Molte autorità – ha aggiunto la Presidente di ARA – agiscono indisturbati senza comunicare nulla. Non è stato così a Perrenjas, dove siamo potuti intervenire, ed a Golem. Qui – spiega Pezana Rexha – hanno messo degli annunci [vedi foto in gallery, ndr] nei quali veniva scritto di non mandare in giro i cani di proprietà“.

Il rischio, cioè, era di finire uccisi come i randagi. Situazioni tremende e ripetute contro le quali la stessa Associazione presieduta da Pezana Rexha non riesce a far fronte ovunque con i propri mezzi economici. L’appello, pertanto, è di un aiuto concreto che serva anche da sprono per le autorità albanesi. Questo, commentano gli attivisti di ARA, dal momento in cui l’esperienza animalista albanese è molto recente e probabilmente c’è a chi conviene che le cose non cambino.

Eppure, quando ci si conosce e si prospetta un lavoro vero e concreto, gli atteggiamenti cambiano. E’ il caso di Perrenjas, dove ai proclami di immediate uccisioni dei randagi e drammatici rinvii di poche ore, la stessa popolazione sta ora dando una mano in favore dei cani.

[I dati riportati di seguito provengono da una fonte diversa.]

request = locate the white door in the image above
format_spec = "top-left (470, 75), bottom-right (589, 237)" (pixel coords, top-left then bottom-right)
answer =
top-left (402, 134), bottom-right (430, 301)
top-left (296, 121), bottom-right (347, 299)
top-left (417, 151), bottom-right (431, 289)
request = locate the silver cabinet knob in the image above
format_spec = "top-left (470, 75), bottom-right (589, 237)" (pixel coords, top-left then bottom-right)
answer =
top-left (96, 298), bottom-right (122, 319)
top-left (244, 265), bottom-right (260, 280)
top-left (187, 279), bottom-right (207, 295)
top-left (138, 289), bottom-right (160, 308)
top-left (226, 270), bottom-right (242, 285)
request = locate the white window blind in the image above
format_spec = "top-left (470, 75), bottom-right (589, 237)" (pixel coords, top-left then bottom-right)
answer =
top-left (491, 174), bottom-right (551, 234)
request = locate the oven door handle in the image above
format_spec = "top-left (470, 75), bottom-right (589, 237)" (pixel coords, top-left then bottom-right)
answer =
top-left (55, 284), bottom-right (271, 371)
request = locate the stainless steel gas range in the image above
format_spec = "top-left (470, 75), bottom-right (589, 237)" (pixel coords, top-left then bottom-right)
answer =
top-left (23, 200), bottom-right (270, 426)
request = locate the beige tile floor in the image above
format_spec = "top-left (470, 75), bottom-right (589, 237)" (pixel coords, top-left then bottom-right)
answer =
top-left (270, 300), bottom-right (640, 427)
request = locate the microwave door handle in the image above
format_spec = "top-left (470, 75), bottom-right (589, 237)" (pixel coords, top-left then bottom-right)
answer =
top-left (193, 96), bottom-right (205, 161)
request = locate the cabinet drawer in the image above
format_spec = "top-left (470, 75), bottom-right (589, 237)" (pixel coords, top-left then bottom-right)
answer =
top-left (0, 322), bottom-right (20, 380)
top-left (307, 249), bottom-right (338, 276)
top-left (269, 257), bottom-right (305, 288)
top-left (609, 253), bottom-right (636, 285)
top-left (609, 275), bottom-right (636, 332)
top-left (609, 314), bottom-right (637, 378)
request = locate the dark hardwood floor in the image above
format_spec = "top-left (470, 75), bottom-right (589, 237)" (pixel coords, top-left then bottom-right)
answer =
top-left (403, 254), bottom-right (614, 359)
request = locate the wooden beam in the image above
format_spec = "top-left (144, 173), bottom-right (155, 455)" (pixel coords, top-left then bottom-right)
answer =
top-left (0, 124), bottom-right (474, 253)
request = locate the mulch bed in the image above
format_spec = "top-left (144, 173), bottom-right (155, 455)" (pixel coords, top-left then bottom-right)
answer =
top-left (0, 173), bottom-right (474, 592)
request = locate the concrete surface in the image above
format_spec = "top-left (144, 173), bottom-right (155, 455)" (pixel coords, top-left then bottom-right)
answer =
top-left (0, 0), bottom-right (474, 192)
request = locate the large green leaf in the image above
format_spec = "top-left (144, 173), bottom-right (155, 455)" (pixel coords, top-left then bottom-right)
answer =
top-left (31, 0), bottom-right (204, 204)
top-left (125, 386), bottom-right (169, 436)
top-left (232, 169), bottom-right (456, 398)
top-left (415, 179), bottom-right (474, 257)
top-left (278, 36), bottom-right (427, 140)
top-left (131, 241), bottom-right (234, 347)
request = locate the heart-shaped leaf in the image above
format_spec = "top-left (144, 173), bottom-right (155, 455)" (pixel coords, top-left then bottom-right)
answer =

Venticinque cani adulti sono stati già sterilizzati e vaccinati da ARA (vedi foto in gallery), così come promesso come primo intervento per evitare gli abbattimenti. Le operazioni sono avvenute in una clinica veterinaria approntata alla meglio, priva di tecnologie e dei necessari standard con i quali si è soliti individuare una struttura di quel genere. ARA, però, ha fornito ulteriore supporto per rendere l’esperienza meno traumatica possibile.

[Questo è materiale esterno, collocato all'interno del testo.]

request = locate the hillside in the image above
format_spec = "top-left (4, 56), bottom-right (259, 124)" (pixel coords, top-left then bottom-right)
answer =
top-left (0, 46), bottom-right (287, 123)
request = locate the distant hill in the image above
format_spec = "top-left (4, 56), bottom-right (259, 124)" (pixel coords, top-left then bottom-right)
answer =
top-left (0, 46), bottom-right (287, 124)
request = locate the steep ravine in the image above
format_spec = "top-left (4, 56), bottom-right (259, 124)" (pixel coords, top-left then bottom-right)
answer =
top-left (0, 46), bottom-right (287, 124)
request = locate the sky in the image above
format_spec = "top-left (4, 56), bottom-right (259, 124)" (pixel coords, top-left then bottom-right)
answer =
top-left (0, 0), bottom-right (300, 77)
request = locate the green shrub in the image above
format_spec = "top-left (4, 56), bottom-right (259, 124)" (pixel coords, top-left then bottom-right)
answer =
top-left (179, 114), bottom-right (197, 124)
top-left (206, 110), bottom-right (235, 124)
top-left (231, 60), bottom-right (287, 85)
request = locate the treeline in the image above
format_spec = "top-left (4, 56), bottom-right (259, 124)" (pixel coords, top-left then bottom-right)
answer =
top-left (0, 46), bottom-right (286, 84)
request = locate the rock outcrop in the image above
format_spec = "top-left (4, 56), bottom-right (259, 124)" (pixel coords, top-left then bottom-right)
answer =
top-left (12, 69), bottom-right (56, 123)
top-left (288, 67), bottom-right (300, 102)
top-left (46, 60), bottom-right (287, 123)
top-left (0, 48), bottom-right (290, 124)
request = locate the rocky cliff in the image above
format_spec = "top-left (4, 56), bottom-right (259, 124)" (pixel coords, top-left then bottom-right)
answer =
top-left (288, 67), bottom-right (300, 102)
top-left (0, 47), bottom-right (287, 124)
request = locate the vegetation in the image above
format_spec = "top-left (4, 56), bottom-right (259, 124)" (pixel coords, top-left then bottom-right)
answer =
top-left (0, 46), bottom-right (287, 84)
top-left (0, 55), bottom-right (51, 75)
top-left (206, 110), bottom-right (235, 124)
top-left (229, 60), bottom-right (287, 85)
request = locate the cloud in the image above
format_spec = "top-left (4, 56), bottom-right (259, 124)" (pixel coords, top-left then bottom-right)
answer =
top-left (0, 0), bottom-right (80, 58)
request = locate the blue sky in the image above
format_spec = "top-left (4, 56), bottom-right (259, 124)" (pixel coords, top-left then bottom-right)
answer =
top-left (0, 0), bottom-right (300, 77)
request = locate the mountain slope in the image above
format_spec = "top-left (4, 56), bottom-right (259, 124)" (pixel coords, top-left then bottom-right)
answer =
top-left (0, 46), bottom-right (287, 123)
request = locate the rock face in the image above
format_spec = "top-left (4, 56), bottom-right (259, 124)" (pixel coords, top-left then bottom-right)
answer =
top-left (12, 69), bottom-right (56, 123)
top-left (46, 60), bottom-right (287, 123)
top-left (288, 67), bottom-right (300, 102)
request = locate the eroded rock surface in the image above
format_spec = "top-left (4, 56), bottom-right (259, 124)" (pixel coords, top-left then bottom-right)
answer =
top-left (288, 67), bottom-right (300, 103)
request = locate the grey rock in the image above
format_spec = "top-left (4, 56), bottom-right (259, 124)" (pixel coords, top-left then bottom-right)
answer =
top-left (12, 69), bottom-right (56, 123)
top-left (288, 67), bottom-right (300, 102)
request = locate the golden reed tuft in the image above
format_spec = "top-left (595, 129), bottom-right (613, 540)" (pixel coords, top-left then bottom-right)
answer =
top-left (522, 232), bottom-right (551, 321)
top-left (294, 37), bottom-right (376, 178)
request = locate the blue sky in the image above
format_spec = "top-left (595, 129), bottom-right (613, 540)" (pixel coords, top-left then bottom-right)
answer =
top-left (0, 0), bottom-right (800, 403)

Quei cani hanno già sofferto abbastanza. – riferisce Pezana Rexha – Pur nella difficoltà, siamo soddisfatti del lavoro svolto. Questo è già il secondo fine settimana che interveniamo“.

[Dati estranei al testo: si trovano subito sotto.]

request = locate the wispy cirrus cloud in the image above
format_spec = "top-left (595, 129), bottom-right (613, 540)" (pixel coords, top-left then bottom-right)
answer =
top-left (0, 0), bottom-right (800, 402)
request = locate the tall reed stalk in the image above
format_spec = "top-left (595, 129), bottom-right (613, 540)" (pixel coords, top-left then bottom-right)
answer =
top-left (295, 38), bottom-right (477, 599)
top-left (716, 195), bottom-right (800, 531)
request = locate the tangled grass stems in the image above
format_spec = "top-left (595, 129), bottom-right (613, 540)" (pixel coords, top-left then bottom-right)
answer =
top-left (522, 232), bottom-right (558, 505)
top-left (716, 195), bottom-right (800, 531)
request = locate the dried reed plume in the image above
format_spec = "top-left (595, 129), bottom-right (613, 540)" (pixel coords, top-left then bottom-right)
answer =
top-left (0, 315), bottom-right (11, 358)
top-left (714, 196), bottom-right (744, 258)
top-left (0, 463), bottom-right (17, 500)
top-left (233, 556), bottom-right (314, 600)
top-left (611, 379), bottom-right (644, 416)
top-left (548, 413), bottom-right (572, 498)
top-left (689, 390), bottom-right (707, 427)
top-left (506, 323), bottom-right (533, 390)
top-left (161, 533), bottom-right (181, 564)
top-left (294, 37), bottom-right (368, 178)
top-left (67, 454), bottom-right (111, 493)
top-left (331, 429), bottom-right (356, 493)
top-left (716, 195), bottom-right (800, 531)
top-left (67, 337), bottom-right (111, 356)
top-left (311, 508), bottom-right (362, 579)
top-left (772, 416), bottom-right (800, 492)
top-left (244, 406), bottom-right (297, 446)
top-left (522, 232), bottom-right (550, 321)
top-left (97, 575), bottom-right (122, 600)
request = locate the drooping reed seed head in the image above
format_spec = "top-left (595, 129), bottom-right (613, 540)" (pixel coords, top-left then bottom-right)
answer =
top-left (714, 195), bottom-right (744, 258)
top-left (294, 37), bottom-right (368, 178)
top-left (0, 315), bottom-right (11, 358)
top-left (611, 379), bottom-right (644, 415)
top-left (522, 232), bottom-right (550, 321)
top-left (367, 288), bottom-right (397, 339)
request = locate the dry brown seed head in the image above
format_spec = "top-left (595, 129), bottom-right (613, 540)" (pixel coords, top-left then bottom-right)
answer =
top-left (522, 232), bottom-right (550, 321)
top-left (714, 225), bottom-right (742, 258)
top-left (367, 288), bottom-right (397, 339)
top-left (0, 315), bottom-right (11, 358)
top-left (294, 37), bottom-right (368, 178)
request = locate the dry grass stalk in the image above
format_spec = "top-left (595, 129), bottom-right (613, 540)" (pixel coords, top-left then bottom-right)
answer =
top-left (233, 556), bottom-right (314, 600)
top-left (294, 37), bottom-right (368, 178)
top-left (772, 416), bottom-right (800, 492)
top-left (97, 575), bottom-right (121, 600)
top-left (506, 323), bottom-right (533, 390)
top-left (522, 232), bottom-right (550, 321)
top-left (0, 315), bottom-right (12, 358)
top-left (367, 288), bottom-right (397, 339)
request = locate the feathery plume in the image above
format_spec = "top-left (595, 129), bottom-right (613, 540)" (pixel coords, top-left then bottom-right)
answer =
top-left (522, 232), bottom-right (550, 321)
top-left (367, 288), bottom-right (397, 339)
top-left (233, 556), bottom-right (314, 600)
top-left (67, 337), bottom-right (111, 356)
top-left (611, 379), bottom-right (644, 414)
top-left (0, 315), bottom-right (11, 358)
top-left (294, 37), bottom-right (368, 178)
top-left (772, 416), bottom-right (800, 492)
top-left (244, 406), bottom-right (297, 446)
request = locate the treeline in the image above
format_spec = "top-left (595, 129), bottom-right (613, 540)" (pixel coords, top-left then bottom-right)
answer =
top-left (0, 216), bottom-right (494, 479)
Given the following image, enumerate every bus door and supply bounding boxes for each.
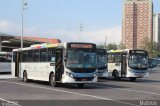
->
[15,52,21,77]
[55,48,63,81]
[121,54,127,77]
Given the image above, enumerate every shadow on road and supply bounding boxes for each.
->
[16,79,128,89]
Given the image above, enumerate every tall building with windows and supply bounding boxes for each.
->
[122,0,153,49]
[153,14,160,50]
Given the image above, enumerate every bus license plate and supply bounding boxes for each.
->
[81,79,87,81]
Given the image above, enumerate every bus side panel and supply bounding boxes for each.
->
[11,62,15,77]
[21,62,55,81]
[108,63,121,77]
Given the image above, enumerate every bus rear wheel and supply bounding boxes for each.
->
[129,77,136,82]
[77,84,84,88]
[49,73,57,87]
[23,71,28,83]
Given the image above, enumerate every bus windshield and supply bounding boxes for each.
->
[98,55,107,68]
[128,54,148,69]
[66,50,96,68]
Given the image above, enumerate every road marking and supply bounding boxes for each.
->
[106,81,160,89]
[0,98,21,106]
[87,84,160,96]
[0,81,138,106]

Anche in questo caso ci sarebbe bisogno di aiuti. Macchinari e poi la costruzione di un canile. Per fortuna una famiglia del posto ha aperto le porte di un locale ove i poveri animali possono passare la notte. Proprio di notte, infatti, dovevano essere uccisi da una squadra assoldata dal Comune. Ed invece, una volta conosciuti, ci si rende conto che l’attività degli animalisti può essere utile.

Il Sindaco Bajazit Karriqi è stato accompagnato dalla Presidente di ARA a prendere visione del buon esito degli interventi dei volontari. Cani affetti, in alcuni casi, da tumori. Anche in questo caso sono intervenuti i due Veterinari che hanno prestato la loro opera.

Il Sindaco Karriqi – ha riferito a GeaPress Pezana Rexha – è rimasto molto sorpreso e si è pure complimentato per il lavoro che ARA sta facendo“.

Il Sindaco ha, però, espresso perplessità sulla possibilità di convincere i propri cittadini che i cani, adesso curati e monitorati, non costituiscano più un problema. La Presidente di ARA, però, lo ha rassicurato comunicando che molto presto inizierà un programma di sensibilizzazione proprio per la città di Perrenjas.

Intanto, dopo Durazzo, anche a Golem è iniziata la mattanza. Gli animalisti albanesi vanno sicuramente aiutati. L’Albania è vicina all’Italia. Appena un braccio di mare.